Revelando uma erudição, que nada deve à petulância, porque se manifesta com humilde naturalidade, ele lembra que Gabriel Garcia Marquez terá apontado o início da ficção literária no momento em que Jonas chegou a casa e quis convencer a mulher quanto à razão para ter-se demorado três dias desde quando dela se apartara. Convenhamos que o alibi de gastá-los dentro da barriga da baleia não se revelaria muito crível, obrigando a senhora a imitar os leitores, impelidos a acreditarem na verosimilhança das mais variadas narrativas por muito esdrúxulas que lhes pareçam.
Tordo recorda, igualmente, outra perspetiva colhida num dos seus autores de referência, sobre residir na realidade o verdadeiro mistério, afinal menos provável na fértil imaginação do aprendiz de feiticeiro apostado em preencher com letras próprias as páginas em branco.

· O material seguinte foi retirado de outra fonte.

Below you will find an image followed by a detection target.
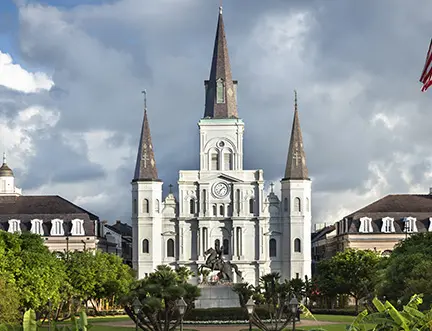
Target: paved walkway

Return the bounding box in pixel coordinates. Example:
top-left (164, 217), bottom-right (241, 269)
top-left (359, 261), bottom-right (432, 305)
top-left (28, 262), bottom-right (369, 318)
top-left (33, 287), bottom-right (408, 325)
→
top-left (94, 319), bottom-right (343, 330)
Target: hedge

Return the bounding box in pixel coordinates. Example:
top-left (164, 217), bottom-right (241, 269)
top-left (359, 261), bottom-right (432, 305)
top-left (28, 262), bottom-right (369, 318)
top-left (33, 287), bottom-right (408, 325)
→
top-left (309, 308), bottom-right (357, 316)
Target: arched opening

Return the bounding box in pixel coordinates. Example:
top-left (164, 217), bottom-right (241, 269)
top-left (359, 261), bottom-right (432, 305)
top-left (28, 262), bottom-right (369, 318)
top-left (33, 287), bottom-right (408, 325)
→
top-left (214, 239), bottom-right (220, 251)
top-left (294, 238), bottom-right (301, 252)
top-left (219, 205), bottom-right (224, 216)
top-left (223, 239), bottom-right (229, 255)
top-left (143, 199), bottom-right (149, 213)
top-left (269, 238), bottom-right (277, 257)
top-left (294, 197), bottom-right (301, 212)
top-left (142, 239), bottom-right (149, 253)
top-left (224, 152), bottom-right (233, 170)
top-left (249, 199), bottom-right (254, 214)
top-left (212, 204), bottom-right (217, 216)
top-left (155, 199), bottom-right (160, 213)
top-left (216, 78), bottom-right (225, 103)
top-left (284, 198), bottom-right (288, 212)
top-left (167, 239), bottom-right (175, 257)
top-left (189, 198), bottom-right (195, 214)
top-left (133, 199), bottom-right (137, 214)
top-left (306, 197), bottom-right (310, 212)
top-left (211, 152), bottom-right (220, 170)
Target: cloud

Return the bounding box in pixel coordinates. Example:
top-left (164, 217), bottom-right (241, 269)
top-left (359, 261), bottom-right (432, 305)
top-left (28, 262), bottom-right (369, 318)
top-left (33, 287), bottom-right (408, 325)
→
top-left (0, 51), bottom-right (54, 93)
top-left (4, 0), bottom-right (432, 224)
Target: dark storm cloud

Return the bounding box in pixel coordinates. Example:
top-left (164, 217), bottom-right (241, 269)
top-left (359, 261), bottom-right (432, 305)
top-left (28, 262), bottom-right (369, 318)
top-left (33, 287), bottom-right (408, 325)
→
top-left (7, 0), bottom-right (432, 222)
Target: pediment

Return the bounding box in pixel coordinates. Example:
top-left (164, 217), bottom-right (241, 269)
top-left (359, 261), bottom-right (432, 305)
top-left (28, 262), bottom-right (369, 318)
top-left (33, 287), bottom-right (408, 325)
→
top-left (161, 231), bottom-right (176, 236)
top-left (199, 172), bottom-right (243, 183)
top-left (264, 230), bottom-right (282, 236)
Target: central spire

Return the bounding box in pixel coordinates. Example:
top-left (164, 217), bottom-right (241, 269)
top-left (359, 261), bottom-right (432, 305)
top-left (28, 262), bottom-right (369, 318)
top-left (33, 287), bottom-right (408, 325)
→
top-left (133, 90), bottom-right (160, 182)
top-left (283, 91), bottom-right (309, 180)
top-left (203, 7), bottom-right (238, 119)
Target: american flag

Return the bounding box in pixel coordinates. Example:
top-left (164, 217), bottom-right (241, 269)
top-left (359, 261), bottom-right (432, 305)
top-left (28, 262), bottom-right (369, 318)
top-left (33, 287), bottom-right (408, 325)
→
top-left (420, 39), bottom-right (432, 92)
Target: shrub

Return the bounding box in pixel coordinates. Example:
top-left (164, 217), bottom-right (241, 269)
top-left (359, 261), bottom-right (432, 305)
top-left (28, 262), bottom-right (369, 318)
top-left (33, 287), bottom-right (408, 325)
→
top-left (184, 307), bottom-right (270, 321)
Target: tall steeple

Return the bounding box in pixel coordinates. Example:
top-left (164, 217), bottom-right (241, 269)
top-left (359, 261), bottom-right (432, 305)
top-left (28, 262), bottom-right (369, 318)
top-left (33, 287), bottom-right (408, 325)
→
top-left (133, 91), bottom-right (160, 182)
top-left (203, 6), bottom-right (238, 119)
top-left (283, 91), bottom-right (309, 180)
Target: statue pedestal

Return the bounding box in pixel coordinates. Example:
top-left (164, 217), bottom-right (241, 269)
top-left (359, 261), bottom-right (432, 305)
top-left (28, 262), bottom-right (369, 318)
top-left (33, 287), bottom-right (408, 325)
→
top-left (194, 284), bottom-right (240, 309)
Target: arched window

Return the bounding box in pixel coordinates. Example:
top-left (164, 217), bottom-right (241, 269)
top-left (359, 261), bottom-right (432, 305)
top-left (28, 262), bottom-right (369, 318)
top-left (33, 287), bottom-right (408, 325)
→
top-left (167, 239), bottom-right (175, 257)
top-left (50, 219), bottom-right (64, 236)
top-left (216, 78), bottom-right (225, 103)
top-left (190, 199), bottom-right (195, 214)
top-left (306, 198), bottom-right (310, 212)
top-left (219, 205), bottom-right (224, 216)
top-left (212, 204), bottom-right (217, 216)
top-left (142, 239), bottom-right (149, 253)
top-left (30, 219), bottom-right (44, 235)
top-left (269, 238), bottom-right (277, 257)
top-left (294, 197), bottom-right (301, 212)
top-left (249, 199), bottom-right (254, 214)
top-left (284, 198), bottom-right (288, 212)
top-left (211, 153), bottom-right (220, 170)
top-left (294, 238), bottom-right (301, 252)
top-left (71, 219), bottom-right (84, 236)
top-left (8, 219), bottom-right (21, 234)
top-left (214, 239), bottom-right (220, 251)
top-left (143, 199), bottom-right (149, 213)
top-left (223, 239), bottom-right (229, 255)
top-left (155, 199), bottom-right (160, 213)
top-left (224, 153), bottom-right (233, 170)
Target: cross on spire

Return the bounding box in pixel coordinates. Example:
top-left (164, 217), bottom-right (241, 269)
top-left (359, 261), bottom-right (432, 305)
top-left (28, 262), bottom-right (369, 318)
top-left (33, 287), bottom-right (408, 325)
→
top-left (270, 182), bottom-right (274, 193)
top-left (169, 184), bottom-right (173, 193)
top-left (2, 152), bottom-right (5, 164)
top-left (293, 151), bottom-right (302, 166)
top-left (142, 90), bottom-right (147, 110)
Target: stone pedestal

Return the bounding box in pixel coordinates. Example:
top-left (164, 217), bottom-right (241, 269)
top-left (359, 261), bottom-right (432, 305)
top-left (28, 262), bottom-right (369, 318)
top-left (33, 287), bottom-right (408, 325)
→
top-left (194, 285), bottom-right (240, 309)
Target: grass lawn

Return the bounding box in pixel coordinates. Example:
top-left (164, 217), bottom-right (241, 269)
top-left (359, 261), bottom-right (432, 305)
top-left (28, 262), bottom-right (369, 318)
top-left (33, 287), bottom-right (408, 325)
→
top-left (302, 314), bottom-right (356, 323)
top-left (240, 325), bottom-right (352, 331)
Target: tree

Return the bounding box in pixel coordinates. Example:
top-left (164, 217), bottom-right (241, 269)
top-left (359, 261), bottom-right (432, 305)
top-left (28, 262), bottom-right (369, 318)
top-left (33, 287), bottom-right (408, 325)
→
top-left (0, 231), bottom-right (66, 311)
top-left (122, 265), bottom-right (200, 331)
top-left (232, 272), bottom-right (302, 331)
top-left (316, 248), bottom-right (380, 313)
top-left (377, 233), bottom-right (432, 307)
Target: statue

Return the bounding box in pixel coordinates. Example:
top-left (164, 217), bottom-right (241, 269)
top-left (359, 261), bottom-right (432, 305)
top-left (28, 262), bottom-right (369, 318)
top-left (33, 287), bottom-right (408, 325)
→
top-left (198, 247), bottom-right (243, 283)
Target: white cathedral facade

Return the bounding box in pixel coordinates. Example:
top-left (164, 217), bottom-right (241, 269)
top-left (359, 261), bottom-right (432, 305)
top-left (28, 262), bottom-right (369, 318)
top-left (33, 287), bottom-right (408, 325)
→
top-left (131, 8), bottom-right (312, 286)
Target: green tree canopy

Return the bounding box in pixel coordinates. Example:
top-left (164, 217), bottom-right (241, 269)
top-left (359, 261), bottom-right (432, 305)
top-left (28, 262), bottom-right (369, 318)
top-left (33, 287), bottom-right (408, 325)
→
top-left (316, 248), bottom-right (381, 312)
top-left (378, 232), bottom-right (432, 307)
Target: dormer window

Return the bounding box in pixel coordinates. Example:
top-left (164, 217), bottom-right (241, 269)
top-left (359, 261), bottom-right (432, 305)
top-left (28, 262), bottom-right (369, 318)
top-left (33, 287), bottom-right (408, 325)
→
top-left (403, 217), bottom-right (417, 233)
top-left (71, 219), bottom-right (85, 236)
top-left (359, 217), bottom-right (372, 233)
top-left (30, 219), bottom-right (44, 235)
top-left (216, 79), bottom-right (225, 104)
top-left (51, 219), bottom-right (64, 236)
top-left (381, 217), bottom-right (395, 233)
top-left (8, 219), bottom-right (21, 233)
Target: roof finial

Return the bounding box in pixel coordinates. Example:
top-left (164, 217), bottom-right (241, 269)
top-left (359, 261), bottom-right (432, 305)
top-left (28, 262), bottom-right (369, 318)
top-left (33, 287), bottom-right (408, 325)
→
top-left (270, 182), bottom-right (274, 193)
top-left (142, 89), bottom-right (147, 111)
top-left (294, 90), bottom-right (298, 112)
top-left (219, 0), bottom-right (223, 15)
top-left (2, 152), bottom-right (6, 164)
top-left (169, 184), bottom-right (173, 193)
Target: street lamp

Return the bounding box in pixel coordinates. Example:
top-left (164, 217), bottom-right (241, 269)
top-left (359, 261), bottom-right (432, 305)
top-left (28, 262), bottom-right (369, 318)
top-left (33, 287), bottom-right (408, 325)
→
top-left (176, 297), bottom-right (187, 331)
top-left (245, 297), bottom-right (255, 331)
top-left (132, 298), bottom-right (142, 331)
top-left (289, 296), bottom-right (299, 331)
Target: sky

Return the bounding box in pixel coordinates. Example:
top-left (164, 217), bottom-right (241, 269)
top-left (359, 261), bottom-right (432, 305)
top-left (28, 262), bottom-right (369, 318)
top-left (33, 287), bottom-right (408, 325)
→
top-left (1, 0), bottom-right (432, 225)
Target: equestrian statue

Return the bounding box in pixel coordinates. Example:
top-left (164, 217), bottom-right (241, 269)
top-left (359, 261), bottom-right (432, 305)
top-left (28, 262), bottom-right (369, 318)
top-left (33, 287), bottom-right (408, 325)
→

Nos dois primeiros capítulos que levo lidos deste Manual Tordo escusa-se a citar outra fórmula bem conhecida do Nobel colombiano: a da necessidade de se viver para que a escrita aconteça com a maior das facilidades. Mas essa constatação está presente no texto, quando relaciona os grandes romances de Dostoievski com a experiência do seu exílio siberiano ou o «Moby Dick» de Melville com os anos vividos pelo autor nos mares do sul enquanto marinheiro de navios mercantes ou baleeiros. E partindo daí Tordo lembra os pretéritos romances relacionando-os com acontecimentos da sua biografia, que melhor explicam como eles se lhe tornaram urgentes, obrigando-o muitas vezes a chegar atrasado a compromissos ou a não dar resposta a telefonemas, porque, tão só lançado no exercício da escrita, tudo o mais se torna secundário. E esse afigura-se um dos seus primeiros conselhos: haja vontade de escrever e nada do que se passa à volta deve ser motivo de distração. Porque, lembra citando Margaret Atwood, o pior que pode acontecer ao escritor é ser interrompido...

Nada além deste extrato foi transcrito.